Why is depression so common in cardiac patients?

Depression after both heart attacks and bypass surgery appears to be increasing in frequency.  In the opinion of some, this increase is directly related to the short hospital stays now in vogue after major cardiac events.

In the old days after a heart attack or bypass surgery, patients would have 10-14 days in the hospital to assimilate their new reality, to accept their new status as cardiac patients, and to digest what it means to them, their families and their lifestyles.  In many cases they would have received repeated instructions from medical personnel about their heart condition, and what they should be doing to improve their odds of symptom-free long-term survival.  And by the time they were sent home, many of them would have begun to regain a legitimate sense of control over their own fates.

Today, both the acute treatment of heart attacks and the techniques of bypass surgery have vastly improved, and the odds of surviving heart attacks and bypass surgery are much better than they were a mere decade or two ago.  But now, patients are tossed out of the hospital and onto the street the moment the acute phase of their condition has passed.  They are released back into the world suddenly, with a brutal new sense of their own fragile mortality, and an instruction sheet listing 14 drastic changes they must make immediately in their lifestyles (stop smoking; lose 40 pounds; get plenty of exercise but don’t shovel snow; adopt a radical new diet; take these pills; etc.) if they want any hope of living long enough to see their savings bonds mature.

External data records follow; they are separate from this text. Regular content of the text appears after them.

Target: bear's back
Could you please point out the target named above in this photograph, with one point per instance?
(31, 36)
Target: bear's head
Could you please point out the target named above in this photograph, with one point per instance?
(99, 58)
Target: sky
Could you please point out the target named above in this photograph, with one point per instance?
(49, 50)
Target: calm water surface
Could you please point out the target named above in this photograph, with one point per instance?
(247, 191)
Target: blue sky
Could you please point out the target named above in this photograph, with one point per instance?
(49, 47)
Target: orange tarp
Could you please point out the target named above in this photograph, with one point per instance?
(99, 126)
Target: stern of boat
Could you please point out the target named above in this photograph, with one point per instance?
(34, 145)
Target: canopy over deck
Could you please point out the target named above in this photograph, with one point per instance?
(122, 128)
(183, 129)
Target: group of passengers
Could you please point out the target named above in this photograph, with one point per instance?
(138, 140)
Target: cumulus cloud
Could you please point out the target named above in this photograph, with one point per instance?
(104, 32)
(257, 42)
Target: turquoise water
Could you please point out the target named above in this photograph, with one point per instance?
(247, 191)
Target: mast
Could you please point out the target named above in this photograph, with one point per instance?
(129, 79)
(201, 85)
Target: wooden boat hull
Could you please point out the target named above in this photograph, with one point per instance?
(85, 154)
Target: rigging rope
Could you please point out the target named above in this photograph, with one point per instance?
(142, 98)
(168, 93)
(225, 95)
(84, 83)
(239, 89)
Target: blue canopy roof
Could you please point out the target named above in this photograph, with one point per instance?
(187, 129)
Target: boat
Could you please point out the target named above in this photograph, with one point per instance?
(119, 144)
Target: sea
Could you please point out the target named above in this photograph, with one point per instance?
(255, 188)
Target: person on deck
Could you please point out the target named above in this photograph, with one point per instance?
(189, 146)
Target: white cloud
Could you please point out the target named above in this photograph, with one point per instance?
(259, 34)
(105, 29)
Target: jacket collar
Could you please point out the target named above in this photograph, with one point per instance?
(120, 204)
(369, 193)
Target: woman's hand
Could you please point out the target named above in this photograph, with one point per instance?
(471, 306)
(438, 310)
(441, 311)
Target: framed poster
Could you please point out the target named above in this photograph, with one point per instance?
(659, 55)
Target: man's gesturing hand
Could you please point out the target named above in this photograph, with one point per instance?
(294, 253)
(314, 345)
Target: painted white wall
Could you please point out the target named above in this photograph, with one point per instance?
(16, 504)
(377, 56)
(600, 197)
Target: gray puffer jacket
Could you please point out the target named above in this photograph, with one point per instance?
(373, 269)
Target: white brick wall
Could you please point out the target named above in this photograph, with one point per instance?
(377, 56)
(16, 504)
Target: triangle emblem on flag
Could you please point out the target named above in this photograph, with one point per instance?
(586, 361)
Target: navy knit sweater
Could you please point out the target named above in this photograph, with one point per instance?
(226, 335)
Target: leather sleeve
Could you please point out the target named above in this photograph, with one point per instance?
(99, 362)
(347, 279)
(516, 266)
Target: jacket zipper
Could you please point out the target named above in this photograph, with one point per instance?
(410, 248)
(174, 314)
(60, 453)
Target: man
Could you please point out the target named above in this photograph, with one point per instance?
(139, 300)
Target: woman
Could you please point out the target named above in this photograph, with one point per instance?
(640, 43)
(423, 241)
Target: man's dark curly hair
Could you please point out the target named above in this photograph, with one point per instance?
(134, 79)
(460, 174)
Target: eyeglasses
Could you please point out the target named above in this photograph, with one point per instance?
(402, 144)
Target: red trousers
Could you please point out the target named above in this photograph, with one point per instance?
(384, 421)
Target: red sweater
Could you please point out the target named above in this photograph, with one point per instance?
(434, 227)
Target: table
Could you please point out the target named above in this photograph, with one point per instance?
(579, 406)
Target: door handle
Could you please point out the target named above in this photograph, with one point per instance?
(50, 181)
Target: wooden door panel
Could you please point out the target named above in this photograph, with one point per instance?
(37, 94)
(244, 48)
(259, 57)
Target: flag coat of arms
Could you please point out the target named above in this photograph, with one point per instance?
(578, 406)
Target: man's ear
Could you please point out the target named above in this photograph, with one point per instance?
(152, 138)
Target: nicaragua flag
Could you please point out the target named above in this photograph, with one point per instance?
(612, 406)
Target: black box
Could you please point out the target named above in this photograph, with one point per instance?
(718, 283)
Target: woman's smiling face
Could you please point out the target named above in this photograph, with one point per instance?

While it hasn’t been proven that this rapid-discharge scenario is the cause of the growing problem of “cardiac depression,” it seems likely that it isn’t helping much.

In any case, depression has become very frequent after both bypass surgery and heart attacks, and when it occurs the patient’s risk both of recurrent cardiac events and of death is greatly increased.  The doctor’s failure to recognize and treat this depression can be a grave error.